L’autre élément qui augmente les risques des personnes cardiaques sont les virus de l’hiver qui circulent à cette période. Le brassage des familles durant les fêtes de fin d’année - surtout s’il y a de jeunes enfants - favorise la transmission de la grippe. Or, sur toutes les pathologies chroniques cardiaques, on sait que les infections virales comme la grippe sont une source de décompensation. C’est un point majeur.

Troubles cardiaques à Noël : "l’alcool peut favoriser certains troubles cardiaques comme la fibrillation atriale"

- Les personnes cardiaques doivent faire attention aux menus des fêtes plus riches et un peu plus salés que d’habitude. Qu’en est-il de l’alcool ?

L’alcool peut favoriser certains troubles cardiaques comme la fibrillation atriale. En particulier, le champagne et le vin blanc. Toute la population n’est pas sensible à cet effet. Mais certaines personnes le sont et peuvent faire des épisodes de fibrillation atriale après la prise de champagne. Par ce biais, l’alcool peut entraîner de petites complications cardiaques aiguës. Si vous passez en fibrillation atriale très rapide, cela peut être mal toléré. Un passage aux urgences peut alors être justifié, et ça gâche un peu la fête. Donc, prudence avec l’alcool.

Traitement cardiaque pendant les fêtes : “certaines inobservances peuvent se payer très cher”

- Quels sont les autres risques avec les traitements pendant les fêtes de fin d’année ?

Un autre problème rencontré avec les traitements pendant les fêtes : c’est l’observance thérapeutique. Entre l’esprit festif, les déplacements, les retrouvailles avec la famille et les changements d’habitude, certains patients peuvent oublier leur traitement, ne pas le prendre ou ne pas respecter la posologie.

Or, certaines inobservances peuvent se payer très cher : surtout si vous avez un traitement pour insuffisance cardiaque ou des diurétiques. D’autant plus… si, en parallèle, vous mangez plus salé.

 "Augmenter la dose diurétique permet de compenser les apports en sel plus importants des repas de Noël"

- Quels sont vos conseils pour profiter des fêtes de fin d’année sans mettre son cœur en difficulté ?

Faire attention aux aliments riches en sel comme les huîtres, le saumon fumé… Il ne s’agit pas de se priver, mais il faut être prudent. Souvent, pour les patients chroniques que je vois à la période des fêtes, je préconise d’ajuster leur dose de diurétique. Augmenter un peu la dose diurétique permet de compenser les apports en sel plus importants des repas de Noël. C’est un conseil que je donne aux patients les plus graves.

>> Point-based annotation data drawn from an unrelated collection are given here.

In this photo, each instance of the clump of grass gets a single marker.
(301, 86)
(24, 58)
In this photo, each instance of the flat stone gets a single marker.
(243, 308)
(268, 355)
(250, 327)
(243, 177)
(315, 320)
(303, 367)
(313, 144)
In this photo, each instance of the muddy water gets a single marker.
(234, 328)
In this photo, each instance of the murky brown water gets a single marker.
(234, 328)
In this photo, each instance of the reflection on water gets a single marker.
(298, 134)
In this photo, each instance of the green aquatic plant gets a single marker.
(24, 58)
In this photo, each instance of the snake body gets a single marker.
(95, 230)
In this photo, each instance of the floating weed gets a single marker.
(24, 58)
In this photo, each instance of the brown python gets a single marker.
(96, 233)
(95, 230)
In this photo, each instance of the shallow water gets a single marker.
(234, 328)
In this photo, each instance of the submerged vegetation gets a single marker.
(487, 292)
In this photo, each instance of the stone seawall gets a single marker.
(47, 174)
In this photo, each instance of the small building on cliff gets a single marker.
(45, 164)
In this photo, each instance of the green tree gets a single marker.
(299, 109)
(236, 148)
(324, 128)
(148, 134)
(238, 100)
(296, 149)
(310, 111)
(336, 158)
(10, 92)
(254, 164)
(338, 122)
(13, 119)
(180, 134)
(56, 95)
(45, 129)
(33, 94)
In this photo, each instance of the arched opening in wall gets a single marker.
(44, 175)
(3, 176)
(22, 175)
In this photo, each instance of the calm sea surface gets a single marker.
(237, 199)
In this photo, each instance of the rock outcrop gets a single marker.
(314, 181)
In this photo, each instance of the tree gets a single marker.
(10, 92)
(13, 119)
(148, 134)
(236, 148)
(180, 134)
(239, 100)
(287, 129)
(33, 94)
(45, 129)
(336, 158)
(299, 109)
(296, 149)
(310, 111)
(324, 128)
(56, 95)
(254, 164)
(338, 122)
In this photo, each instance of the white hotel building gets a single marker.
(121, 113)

Concernant l’alcool, il est préférable, bien sûr, d’avoir une consommation raisonnable pendant les fêtes : boire avec modération comme le disent les messages de prévention. Les personnes qui ont déjà connu des arythmies après avoir bu du champagne ou du vin blanc, doivent particulièrement faire attention.

La vaccination est aussi importante. Si vous êtes vaccinés contre la grippe et/ou la Covid-19, vous avez moins de risque d’être infecté par les virus, et si vous tombez malade, cela évite les formes graves. Les patients atteints de pathologies chroniques cardiaques, ont des risques accrus de complications et de décès face à ces infections.